Evaluation Of The Colistin Broth Disk Elution Method For Determine The MIC Of Colistin Against Gram Negative Bacilli

Scope: 

To determine the minimum inhibitory concentration (MIC) in mcg/ml of colistin against microorganisms.

Principle: 

The disk elution method is a quantitative technique performed in vitro, for determining the MIC of colistin against microorganisms.

Material Required:

a)   Cation Adjusted Muller Hinton Broth

b)   Colistin sulfate disk  (10µl)

c)    Saline

d)   Screw cap Tubes

 Equipment Required:

a) Biological Safety Cabinet.

b) Incubator

Procedure:

Standardized Inoculum Preparation

Using a loop pick 3–5 colonies from a fresh (18–24 hours) nonselective agar plate and transfer to sterile saline (4–5 mL).
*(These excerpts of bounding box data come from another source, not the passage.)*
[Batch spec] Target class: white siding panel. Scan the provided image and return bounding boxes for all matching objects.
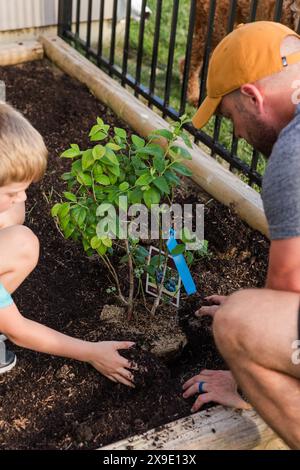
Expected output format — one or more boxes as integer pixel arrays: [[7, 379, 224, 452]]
[[0, 0, 113, 31]]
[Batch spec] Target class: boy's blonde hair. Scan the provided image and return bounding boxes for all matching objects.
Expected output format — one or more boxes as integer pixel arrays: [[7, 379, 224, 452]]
[[0, 101, 48, 187]]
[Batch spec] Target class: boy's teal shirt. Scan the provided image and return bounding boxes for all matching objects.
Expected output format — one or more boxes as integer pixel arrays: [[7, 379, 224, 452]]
[[0, 283, 14, 309]]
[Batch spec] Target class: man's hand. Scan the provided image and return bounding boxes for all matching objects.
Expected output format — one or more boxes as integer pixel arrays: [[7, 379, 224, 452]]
[[183, 370, 252, 413], [90, 341, 134, 388], [195, 295, 227, 318]]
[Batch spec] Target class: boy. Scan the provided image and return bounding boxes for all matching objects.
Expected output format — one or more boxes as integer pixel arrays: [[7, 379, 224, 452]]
[[0, 102, 134, 387]]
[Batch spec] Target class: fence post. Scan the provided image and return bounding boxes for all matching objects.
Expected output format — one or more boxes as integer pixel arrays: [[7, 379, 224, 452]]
[[58, 0, 73, 37]]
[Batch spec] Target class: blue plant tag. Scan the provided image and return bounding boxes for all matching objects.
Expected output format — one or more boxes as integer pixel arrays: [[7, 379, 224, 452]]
[[167, 229, 197, 295]]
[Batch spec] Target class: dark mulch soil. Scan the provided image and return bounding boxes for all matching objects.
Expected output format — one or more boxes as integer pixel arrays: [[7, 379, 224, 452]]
[[0, 61, 268, 449]]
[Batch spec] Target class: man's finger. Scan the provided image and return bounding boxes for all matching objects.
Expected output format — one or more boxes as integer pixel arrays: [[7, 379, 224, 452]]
[[196, 305, 219, 317], [191, 392, 214, 413], [117, 368, 134, 382], [183, 382, 209, 398], [199, 369, 217, 376], [115, 341, 135, 350], [113, 374, 135, 388], [182, 375, 199, 390]]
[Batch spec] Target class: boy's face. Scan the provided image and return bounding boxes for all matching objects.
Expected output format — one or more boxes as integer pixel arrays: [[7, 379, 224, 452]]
[[0, 181, 31, 212]]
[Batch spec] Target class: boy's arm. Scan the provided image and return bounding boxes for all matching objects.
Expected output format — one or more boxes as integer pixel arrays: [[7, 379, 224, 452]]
[[0, 202, 25, 230], [0, 304, 134, 386]]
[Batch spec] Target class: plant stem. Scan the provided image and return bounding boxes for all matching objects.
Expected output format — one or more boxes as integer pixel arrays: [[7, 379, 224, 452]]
[[125, 240, 134, 321], [151, 256, 168, 317], [100, 255, 128, 307]]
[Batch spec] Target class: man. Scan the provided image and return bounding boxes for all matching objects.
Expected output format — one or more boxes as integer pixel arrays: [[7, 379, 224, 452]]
[[184, 22, 300, 449]]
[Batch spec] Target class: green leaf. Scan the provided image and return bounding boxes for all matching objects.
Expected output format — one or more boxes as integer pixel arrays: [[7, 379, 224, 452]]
[[181, 132, 193, 149], [170, 145, 192, 160], [61, 173, 74, 181], [82, 238, 91, 252], [72, 160, 82, 176], [58, 202, 70, 220], [109, 166, 121, 178], [108, 173, 118, 185], [153, 176, 170, 194], [129, 188, 143, 204], [119, 181, 130, 191], [96, 202, 112, 217], [97, 245, 108, 256], [153, 156, 166, 173], [64, 224, 75, 239], [71, 207, 87, 228], [149, 129, 174, 141], [143, 188, 161, 208], [114, 127, 127, 140], [136, 246, 149, 258], [93, 145, 106, 160], [95, 175, 111, 186], [77, 171, 93, 186], [120, 255, 129, 264], [64, 192, 77, 202], [135, 173, 153, 186], [82, 150, 94, 171], [89, 121, 103, 137], [131, 135, 146, 149], [146, 265, 156, 277], [93, 163, 103, 181], [171, 245, 186, 256], [60, 215, 71, 232], [150, 254, 164, 268], [91, 237, 102, 250], [61, 144, 81, 158], [137, 144, 164, 157], [171, 163, 193, 176], [164, 170, 181, 186], [106, 142, 122, 152], [51, 204, 62, 217]]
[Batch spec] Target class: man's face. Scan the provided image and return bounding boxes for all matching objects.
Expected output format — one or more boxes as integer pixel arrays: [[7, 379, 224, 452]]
[[219, 93, 278, 158], [0, 182, 30, 213]]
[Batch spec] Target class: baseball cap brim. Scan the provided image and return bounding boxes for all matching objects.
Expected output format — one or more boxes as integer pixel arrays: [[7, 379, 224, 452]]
[[192, 97, 222, 129]]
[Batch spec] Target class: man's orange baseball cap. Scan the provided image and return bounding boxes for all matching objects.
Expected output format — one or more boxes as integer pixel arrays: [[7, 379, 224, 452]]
[[193, 21, 300, 129]]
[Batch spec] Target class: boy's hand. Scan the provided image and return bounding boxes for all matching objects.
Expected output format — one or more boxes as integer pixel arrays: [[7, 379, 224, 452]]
[[195, 295, 227, 318], [183, 370, 252, 413], [90, 341, 134, 388]]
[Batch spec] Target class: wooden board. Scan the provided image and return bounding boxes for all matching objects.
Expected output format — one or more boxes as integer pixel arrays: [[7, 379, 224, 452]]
[[0, 41, 44, 66], [40, 36, 268, 236], [99, 406, 288, 451]]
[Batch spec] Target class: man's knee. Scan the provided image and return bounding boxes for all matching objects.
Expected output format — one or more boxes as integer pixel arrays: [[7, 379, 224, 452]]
[[10, 225, 40, 271], [213, 290, 257, 354]]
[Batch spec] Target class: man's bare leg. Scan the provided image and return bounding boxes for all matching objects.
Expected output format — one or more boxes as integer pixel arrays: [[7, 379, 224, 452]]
[[214, 289, 300, 449]]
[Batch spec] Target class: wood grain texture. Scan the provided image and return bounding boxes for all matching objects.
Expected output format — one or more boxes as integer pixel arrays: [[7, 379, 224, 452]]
[[100, 406, 288, 451], [0, 41, 44, 66]]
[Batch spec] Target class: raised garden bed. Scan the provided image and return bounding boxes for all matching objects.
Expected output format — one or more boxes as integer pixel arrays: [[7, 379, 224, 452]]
[[0, 56, 276, 449]]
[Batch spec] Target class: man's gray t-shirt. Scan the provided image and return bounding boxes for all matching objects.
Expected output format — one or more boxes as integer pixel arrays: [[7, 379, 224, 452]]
[[262, 105, 300, 240]]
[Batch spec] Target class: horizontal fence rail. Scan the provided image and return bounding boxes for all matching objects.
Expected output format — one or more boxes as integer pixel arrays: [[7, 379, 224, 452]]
[[58, 0, 300, 190]]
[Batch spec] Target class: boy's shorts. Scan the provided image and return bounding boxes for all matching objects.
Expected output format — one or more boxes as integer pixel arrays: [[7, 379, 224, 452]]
[[0, 283, 14, 309]]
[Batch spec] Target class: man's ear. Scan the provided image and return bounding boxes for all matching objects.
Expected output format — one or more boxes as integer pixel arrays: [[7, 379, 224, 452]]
[[240, 83, 264, 114]]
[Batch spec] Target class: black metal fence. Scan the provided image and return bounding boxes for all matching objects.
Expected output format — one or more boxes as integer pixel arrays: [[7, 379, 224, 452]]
[[59, 0, 296, 189]]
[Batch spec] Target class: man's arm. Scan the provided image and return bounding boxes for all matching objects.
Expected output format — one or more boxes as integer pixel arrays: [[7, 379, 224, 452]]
[[266, 237, 300, 293]]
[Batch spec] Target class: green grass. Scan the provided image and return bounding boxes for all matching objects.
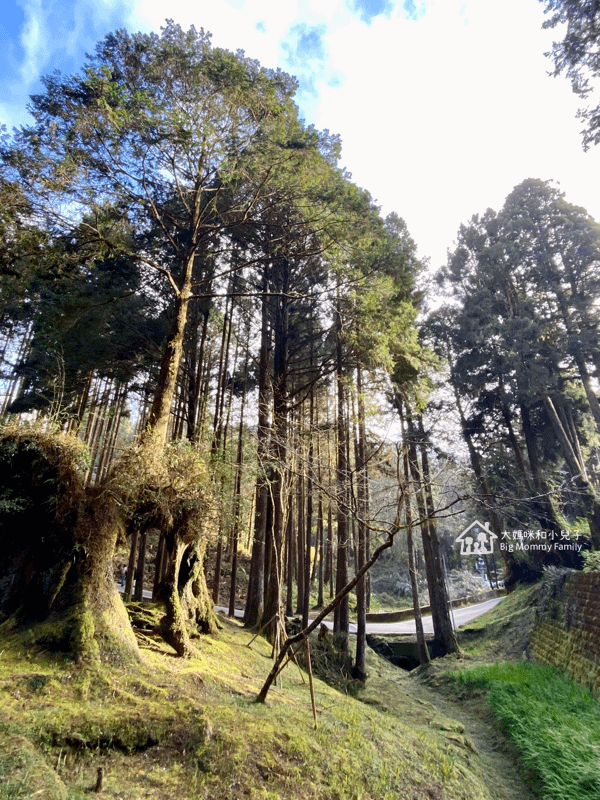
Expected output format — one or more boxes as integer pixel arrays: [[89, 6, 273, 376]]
[[448, 661, 600, 800]]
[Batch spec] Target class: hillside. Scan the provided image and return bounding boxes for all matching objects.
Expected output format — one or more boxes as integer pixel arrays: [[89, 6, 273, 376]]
[[0, 588, 548, 800]]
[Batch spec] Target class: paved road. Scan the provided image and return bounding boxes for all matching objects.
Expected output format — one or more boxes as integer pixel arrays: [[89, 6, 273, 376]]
[[130, 586, 504, 634], [358, 597, 504, 634]]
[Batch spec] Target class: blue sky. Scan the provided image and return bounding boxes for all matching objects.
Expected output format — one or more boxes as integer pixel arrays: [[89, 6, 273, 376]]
[[0, 0, 600, 267]]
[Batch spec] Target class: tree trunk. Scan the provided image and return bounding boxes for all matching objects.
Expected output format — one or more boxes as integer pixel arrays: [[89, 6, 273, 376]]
[[0, 429, 139, 664]]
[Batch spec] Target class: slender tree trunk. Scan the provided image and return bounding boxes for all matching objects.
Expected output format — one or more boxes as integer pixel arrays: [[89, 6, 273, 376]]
[[333, 300, 350, 650]]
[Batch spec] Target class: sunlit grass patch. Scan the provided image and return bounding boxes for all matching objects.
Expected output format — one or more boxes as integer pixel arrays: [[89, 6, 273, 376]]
[[448, 661, 600, 800]]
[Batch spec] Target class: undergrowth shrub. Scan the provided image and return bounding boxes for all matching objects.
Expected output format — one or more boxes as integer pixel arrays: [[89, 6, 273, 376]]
[[448, 661, 600, 800]]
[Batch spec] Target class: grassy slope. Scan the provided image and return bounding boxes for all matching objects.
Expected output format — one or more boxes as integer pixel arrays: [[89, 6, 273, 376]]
[[0, 604, 516, 800]]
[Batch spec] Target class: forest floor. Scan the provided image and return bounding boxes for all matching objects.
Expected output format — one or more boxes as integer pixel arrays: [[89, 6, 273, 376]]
[[0, 580, 548, 800]]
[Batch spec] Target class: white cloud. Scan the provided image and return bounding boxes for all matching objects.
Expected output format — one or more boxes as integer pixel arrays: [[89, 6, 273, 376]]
[[5, 0, 600, 266], [20, 0, 47, 85]]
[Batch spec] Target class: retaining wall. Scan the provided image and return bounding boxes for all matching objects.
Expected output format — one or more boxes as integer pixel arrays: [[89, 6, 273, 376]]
[[530, 570, 600, 693]]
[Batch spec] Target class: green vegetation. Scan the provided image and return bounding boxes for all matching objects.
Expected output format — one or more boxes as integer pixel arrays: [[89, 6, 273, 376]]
[[448, 661, 600, 800], [0, 606, 496, 800]]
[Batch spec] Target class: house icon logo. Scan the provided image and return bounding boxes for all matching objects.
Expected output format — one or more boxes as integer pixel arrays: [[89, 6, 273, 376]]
[[454, 520, 498, 556]]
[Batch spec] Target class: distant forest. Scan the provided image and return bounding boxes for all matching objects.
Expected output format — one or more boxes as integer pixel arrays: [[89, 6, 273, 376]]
[[0, 23, 600, 670]]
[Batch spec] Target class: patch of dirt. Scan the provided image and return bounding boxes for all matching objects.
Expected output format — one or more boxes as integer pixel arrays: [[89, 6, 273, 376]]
[[403, 656, 540, 800]]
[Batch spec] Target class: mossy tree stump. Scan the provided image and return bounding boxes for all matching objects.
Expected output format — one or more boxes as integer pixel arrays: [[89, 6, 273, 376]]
[[0, 428, 139, 663]]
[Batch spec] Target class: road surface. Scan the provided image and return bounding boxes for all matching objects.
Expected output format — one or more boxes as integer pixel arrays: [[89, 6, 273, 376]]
[[215, 597, 504, 635], [350, 597, 504, 635]]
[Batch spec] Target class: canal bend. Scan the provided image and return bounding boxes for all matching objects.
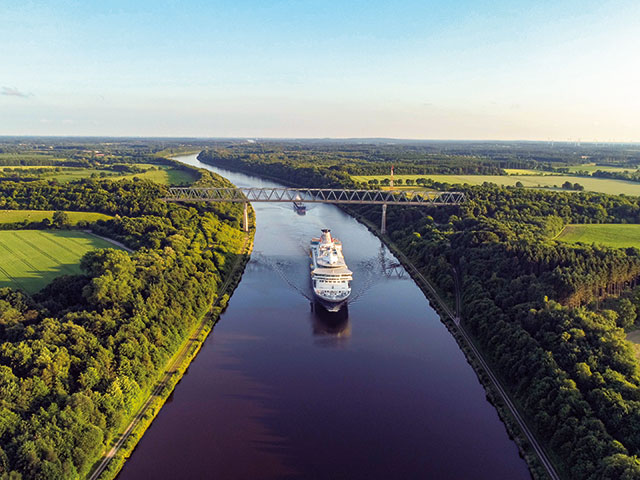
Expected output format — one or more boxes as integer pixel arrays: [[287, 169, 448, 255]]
[[118, 155, 530, 480]]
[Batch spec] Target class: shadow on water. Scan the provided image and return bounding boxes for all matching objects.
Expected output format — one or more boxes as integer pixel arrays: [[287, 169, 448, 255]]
[[310, 301, 351, 347]]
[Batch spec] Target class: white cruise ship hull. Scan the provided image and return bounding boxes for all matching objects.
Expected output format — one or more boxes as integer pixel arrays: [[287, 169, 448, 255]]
[[310, 230, 352, 312]]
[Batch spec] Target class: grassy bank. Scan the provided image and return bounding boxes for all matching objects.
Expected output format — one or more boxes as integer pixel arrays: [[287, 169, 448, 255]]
[[351, 170, 640, 196], [556, 223, 640, 248], [345, 208, 559, 480], [89, 212, 255, 480], [0, 210, 113, 225]]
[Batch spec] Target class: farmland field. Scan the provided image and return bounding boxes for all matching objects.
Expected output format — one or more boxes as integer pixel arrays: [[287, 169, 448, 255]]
[[556, 224, 640, 248], [0, 230, 118, 293], [0, 210, 113, 225], [0, 163, 198, 185], [569, 163, 636, 173], [351, 174, 640, 196]]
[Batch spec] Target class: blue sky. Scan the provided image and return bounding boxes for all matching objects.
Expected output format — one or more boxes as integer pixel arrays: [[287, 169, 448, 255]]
[[0, 0, 640, 141]]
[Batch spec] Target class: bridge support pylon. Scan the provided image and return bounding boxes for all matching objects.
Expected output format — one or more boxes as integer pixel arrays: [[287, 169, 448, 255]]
[[380, 203, 387, 235]]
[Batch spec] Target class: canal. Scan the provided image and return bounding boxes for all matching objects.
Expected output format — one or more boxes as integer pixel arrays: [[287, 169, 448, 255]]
[[118, 155, 530, 480]]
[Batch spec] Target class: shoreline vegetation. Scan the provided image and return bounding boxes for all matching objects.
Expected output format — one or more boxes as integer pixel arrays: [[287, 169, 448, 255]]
[[199, 146, 640, 479], [87, 219, 256, 480]]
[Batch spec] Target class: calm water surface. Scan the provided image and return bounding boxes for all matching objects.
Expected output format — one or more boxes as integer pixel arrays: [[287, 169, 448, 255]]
[[119, 155, 530, 480]]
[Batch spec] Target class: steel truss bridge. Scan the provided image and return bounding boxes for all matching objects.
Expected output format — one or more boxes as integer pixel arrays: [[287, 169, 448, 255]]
[[164, 187, 465, 233]]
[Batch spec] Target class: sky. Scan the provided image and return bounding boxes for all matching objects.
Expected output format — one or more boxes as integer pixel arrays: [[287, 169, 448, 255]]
[[0, 0, 640, 142]]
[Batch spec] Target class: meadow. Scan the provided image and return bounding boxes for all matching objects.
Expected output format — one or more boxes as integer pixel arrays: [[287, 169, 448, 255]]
[[0, 230, 118, 293], [0, 163, 198, 185], [0, 210, 113, 225], [351, 170, 640, 196], [556, 223, 640, 248]]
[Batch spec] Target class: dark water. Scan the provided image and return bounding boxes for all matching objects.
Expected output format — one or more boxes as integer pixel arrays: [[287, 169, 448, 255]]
[[119, 155, 530, 480]]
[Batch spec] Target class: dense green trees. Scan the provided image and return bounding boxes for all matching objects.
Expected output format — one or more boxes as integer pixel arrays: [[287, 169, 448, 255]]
[[0, 169, 244, 479], [201, 151, 640, 480]]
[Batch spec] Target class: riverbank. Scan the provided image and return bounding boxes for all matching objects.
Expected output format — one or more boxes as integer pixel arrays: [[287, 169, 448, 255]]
[[194, 153, 557, 479], [343, 207, 555, 480], [88, 210, 255, 480]]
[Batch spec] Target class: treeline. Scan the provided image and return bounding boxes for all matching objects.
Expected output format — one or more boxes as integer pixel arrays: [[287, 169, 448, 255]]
[[0, 169, 244, 479], [205, 154, 640, 480]]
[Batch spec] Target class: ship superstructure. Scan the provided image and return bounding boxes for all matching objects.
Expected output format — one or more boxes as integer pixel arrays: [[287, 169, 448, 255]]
[[311, 229, 353, 312]]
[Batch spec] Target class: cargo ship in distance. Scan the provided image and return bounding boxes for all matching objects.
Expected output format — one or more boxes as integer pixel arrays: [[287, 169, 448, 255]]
[[310, 229, 353, 312]]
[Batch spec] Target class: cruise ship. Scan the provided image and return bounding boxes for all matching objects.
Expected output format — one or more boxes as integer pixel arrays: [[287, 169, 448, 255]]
[[310, 229, 352, 312]]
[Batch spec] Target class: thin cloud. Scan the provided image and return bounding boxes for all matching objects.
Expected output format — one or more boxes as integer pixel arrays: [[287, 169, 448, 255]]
[[0, 87, 31, 98]]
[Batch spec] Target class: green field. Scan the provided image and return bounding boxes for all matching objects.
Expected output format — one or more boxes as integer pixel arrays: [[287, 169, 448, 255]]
[[351, 174, 640, 196], [0, 210, 113, 225], [556, 224, 640, 248], [569, 163, 635, 173], [504, 168, 562, 176], [0, 230, 123, 293], [118, 166, 198, 185], [0, 163, 198, 185]]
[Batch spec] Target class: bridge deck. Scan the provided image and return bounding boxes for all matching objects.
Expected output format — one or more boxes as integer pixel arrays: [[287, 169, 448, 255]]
[[164, 187, 465, 206]]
Adjust turbidity to equivalent of a 0.5 McFarland turbidity standard.

Test procedure:

1. Let the CAMHB tubes (10 mL) and colistin disks warm to room temperature. Label 4 tubes of CAMHB for each isolate to be tested with 1, 2, and 4 µg/mL and control.

2. Using aseptic technique, carefully add colistin disk:

a)      1 colistin disk to the tube labeled “1 µg/mL”

b)     2 colistin disks to tube labeled “2 µg/mL”

c)      4 colistin disks to the tube labeled “4 µg/mL”

3. Gently vortex the tubes with the added disk and let the colistin elute from the disks for   at least 30 minutes but no longer than 60 minutes at room temperature.

4. Add 50 µL standardized inoculum to the control and 1-, 2-, and 4-µg/mL tubes to attain a final inoculum concentration of approximately 7.5 × 105 CFU/mL.

5. Using a 10-µL loop, subculture from the original inoculum tube to a blood agar plate as a purity check.

6. Cap the tubes tightly and vortex each inoculated tube on slow speed to mix. Slow speed is suggested to prevent colistin from sticking to the cap and glass surface above the meniscus of liquid and loosen the caps slightly before incubation.

 7. Incubate the tubes and purity plate at 33 to 35°C; ambient air for 16–20 hours.

Reading tubes and Interpreting Results:

1.    Examine the purity plate to ensure inoculum was pure.

2.    Examine the growth control tube, which must demonstrate obvious turbidity for the test to be valid.

3.     Read the MIC as the lowest concentration that completely inhibits growth of the test isolate.

For Enterobacterales and P. aeruginosa:

 ≤ 2 μg/mL = intermediate

 ≥ 4 μg/mL = resistant

 Figure: 1:- Colistin Broth Disk Elution.

 

Fig: 1 - Results for routine QC strain P. aeruginosa ATCC 27853 with an MIC ≤ 1 μg/mL

Additional testing and reporting

If there is an inconsistent growth pattern (Eg, no growth in 2 μg/mL but growth at 1 μg/mL and 4 μg/mL), repeat the test.

An inconsistent growth pattern may occur as a result of:

• Contamination at higher dilutions
• Hetero-resistant isolates.
• Inadequate colistin concentration in tubes.
• Error inoculating the tubes

Quality control:  

It is suggested to test a positive and negative control each time a batch of ten determinations is prepared:

Escherichia coli ATCC 25922 (MIC range <=1 – 2 µg/ml). 

P. aeruginosa ATCC 27853 (MIC range <=1 – 4 µg/ml)

Reference:

1.    Clinical and Laboratory Standards Institute. Performance Standards for Antimicrobial Disk Susceptibility Tests M100, Vol.42 No: 2, Page no: 146.